The two men went out, and while Pelliter led the dogs to a lean-to behind the cabin Billy began to work with an ax and spade at the spot his comrade had pointed out to him. Ten minutes later he came to Blake. An excitement which he had tried to hide from Pelliter overcame his sense of horror as he dragged out the stiff and frozen corpse of the man. It was a terrible picture that the dead man made, with his coarse bearded face turned up to the sky and his teeth still snarling as they had snarled on the day he died. Billy knew most men who had come into the north above Churchill, but he had never looked upon Blake before. It was probable that the dead man had told a part of the truth, and that he was a sailor left on the upper coast by some whaler. He shivered as he began going through his pockets. Each moment added to his disappointment. He found a few things— a knife, two keys, several coins, a fire-flint, and other articles— but there was no letter or writing of any kind, and that was what he had hoped to find. There was nothing that might solve the mystery of the miracle that had descended upon them. He rolled the dead man into the grave, covered him over, and went into the cabin.
Pelliter was in his usual place— on his hands and knees, with Little Mystery astride his back.

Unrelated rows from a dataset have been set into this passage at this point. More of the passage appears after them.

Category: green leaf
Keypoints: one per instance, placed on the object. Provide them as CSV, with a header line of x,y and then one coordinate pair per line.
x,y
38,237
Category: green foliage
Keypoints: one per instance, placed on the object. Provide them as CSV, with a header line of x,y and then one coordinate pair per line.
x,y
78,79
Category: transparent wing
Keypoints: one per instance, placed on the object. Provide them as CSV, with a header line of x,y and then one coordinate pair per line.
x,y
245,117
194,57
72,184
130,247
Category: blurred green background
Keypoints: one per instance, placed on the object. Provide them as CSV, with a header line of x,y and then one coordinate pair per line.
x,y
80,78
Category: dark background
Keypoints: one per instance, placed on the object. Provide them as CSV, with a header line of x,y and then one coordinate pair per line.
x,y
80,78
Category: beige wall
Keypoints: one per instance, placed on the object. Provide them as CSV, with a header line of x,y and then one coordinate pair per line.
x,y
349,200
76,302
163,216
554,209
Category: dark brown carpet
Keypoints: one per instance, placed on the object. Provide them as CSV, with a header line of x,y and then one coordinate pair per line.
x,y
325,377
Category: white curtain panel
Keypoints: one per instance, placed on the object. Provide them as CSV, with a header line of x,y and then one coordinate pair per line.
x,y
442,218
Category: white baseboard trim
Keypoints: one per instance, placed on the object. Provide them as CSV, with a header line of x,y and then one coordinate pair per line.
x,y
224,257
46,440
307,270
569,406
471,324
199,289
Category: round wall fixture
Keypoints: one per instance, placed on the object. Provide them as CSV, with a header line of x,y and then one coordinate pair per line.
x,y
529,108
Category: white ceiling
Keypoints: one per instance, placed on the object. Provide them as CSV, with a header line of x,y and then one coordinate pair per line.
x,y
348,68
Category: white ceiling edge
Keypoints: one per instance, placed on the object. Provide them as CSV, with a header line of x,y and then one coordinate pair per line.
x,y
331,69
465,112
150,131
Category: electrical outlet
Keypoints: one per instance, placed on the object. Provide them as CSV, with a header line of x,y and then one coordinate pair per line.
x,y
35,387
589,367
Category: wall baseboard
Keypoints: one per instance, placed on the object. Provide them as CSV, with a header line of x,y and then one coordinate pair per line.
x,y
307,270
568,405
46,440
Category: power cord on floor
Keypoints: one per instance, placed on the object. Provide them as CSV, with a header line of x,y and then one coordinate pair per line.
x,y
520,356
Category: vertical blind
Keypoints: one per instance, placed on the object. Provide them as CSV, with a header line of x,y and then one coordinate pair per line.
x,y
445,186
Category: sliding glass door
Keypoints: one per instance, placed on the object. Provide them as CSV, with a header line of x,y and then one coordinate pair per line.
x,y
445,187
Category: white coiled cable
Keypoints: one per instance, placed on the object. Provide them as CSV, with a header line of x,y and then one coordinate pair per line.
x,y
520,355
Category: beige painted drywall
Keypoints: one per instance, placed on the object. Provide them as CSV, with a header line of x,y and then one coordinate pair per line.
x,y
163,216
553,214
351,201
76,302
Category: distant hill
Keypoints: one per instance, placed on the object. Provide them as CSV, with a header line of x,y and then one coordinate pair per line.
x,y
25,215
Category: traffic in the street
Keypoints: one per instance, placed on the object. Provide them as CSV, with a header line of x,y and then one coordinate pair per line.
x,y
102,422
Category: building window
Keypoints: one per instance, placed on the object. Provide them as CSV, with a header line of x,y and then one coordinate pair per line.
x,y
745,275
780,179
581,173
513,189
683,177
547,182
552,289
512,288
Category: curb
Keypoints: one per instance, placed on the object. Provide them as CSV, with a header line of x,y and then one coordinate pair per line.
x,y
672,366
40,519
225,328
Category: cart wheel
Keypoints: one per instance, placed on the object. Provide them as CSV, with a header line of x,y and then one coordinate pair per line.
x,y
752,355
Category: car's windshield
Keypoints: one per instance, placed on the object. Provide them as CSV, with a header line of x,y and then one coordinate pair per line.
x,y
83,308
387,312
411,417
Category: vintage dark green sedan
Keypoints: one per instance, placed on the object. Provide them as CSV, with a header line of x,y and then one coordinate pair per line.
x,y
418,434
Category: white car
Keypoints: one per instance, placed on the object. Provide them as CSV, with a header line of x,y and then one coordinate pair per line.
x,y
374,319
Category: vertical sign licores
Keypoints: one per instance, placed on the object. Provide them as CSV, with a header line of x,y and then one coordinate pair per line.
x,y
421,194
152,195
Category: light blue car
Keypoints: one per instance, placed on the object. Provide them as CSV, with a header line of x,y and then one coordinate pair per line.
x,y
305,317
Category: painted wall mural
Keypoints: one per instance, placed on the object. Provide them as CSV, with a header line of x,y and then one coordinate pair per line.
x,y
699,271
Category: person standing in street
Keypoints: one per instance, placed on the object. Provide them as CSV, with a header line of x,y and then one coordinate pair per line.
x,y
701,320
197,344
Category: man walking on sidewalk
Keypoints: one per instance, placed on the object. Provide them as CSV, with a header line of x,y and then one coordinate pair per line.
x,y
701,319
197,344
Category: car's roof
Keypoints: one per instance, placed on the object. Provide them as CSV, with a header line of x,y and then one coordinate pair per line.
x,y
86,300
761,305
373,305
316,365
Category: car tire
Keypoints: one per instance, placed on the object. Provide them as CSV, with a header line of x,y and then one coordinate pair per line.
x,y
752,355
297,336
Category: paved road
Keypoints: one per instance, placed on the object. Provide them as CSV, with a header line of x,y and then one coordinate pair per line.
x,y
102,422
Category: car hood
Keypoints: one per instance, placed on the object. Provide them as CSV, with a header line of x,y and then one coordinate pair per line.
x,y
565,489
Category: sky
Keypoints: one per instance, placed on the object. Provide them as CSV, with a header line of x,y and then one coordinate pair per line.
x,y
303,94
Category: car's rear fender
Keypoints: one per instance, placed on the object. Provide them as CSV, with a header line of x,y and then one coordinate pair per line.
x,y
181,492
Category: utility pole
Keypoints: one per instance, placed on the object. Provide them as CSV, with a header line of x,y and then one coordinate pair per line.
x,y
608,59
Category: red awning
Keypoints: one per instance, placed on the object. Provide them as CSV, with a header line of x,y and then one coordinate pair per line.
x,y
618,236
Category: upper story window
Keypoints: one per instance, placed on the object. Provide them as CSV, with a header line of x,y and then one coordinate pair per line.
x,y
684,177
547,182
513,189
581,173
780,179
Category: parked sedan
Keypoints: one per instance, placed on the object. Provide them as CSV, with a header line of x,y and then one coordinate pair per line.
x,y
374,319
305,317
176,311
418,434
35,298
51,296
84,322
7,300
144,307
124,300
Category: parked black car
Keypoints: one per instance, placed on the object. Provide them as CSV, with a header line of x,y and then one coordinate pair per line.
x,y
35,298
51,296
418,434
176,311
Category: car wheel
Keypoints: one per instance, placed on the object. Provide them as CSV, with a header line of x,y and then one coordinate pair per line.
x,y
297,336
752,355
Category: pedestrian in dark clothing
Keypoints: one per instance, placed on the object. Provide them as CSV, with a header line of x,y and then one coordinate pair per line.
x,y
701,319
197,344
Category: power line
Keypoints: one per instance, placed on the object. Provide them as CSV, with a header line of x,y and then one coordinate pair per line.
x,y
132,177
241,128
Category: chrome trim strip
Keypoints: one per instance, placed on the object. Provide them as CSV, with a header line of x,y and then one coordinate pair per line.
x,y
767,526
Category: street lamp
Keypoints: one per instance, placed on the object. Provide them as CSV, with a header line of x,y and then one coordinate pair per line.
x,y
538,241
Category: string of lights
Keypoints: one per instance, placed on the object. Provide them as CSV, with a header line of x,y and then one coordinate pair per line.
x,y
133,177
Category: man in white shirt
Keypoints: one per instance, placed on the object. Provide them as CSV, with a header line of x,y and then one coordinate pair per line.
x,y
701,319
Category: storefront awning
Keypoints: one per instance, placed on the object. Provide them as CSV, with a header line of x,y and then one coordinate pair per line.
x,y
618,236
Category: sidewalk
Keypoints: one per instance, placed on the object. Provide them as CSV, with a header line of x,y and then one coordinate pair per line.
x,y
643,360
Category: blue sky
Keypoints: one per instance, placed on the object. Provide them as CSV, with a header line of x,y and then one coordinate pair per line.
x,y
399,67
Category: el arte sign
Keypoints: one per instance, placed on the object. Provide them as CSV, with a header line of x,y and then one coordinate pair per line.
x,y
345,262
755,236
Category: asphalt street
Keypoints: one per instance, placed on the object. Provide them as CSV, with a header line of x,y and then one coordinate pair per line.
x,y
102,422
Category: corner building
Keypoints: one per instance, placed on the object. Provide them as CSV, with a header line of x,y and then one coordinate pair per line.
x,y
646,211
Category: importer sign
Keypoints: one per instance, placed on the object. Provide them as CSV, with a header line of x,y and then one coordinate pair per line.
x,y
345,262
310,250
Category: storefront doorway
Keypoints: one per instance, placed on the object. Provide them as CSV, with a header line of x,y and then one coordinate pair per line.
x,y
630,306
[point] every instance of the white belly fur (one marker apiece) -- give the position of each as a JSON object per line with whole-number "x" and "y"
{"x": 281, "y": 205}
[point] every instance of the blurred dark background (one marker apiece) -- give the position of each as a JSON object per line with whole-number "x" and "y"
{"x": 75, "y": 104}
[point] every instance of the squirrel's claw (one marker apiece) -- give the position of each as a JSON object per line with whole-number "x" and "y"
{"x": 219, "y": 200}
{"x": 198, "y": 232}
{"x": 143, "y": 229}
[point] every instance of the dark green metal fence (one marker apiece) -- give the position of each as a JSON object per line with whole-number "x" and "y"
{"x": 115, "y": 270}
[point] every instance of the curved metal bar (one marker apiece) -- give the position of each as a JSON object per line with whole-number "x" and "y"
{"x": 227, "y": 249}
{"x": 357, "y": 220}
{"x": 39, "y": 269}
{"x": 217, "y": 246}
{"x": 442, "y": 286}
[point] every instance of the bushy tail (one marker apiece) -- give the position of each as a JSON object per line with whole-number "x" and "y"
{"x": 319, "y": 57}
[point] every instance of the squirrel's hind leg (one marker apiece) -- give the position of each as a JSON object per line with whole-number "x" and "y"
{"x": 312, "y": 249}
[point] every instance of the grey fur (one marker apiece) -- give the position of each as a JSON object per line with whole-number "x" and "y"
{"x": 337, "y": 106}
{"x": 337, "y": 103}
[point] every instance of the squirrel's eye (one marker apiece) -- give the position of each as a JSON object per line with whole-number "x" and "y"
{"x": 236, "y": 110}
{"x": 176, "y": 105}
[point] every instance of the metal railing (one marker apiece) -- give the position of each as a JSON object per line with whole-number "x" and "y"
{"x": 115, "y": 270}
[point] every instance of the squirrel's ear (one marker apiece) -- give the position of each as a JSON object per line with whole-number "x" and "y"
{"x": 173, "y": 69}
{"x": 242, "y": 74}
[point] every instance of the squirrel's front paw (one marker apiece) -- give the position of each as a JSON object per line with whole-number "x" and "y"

He paused in a mad race across the cabin floor and looked up with inquiring eyes. The little girl held up her arms, and MacVeigh tossed her half-way to the ceiling and then hugged her golden head close up to his chilled face. Pelliter jumped to his feet; his face grew serious as Billy looked at him over the child’s tousled curls.
“I found nothing— absolutely nothing of any account,” he said.
He placed Little Mystery on one of the bunks and faced the other with a puzzled look in his eyes.
“I wish you hadn’t been in a fever on that day of the fight, Pelly,” he said. “He must have said something— something that would give us a clue.”
“Mebbe he did, Billy,” replied Pelliter, looking with a shiver at the few things MacVeigh had placed on the cabin table. “But there’s no use worrying any more about it. It ain’t in reason that she’s got any people up here, six hundred miles from the shack of a white man that ’d own a little beauty like her. She’s mine. I found her. She’s mine to keep.”
He sat down at the table, and MacVeigh sat down opposite him, smiling sympathetically into Pelliter’s eyes.
“I know you want her— want her bad, Pelly,” he said. “And I know the girl would love her. But she’s got people— somewhere, and it’s our duty to find ’em. She didn’t drop out of a balloon, Pelly. Do you suppose— the dead man— might be her father?”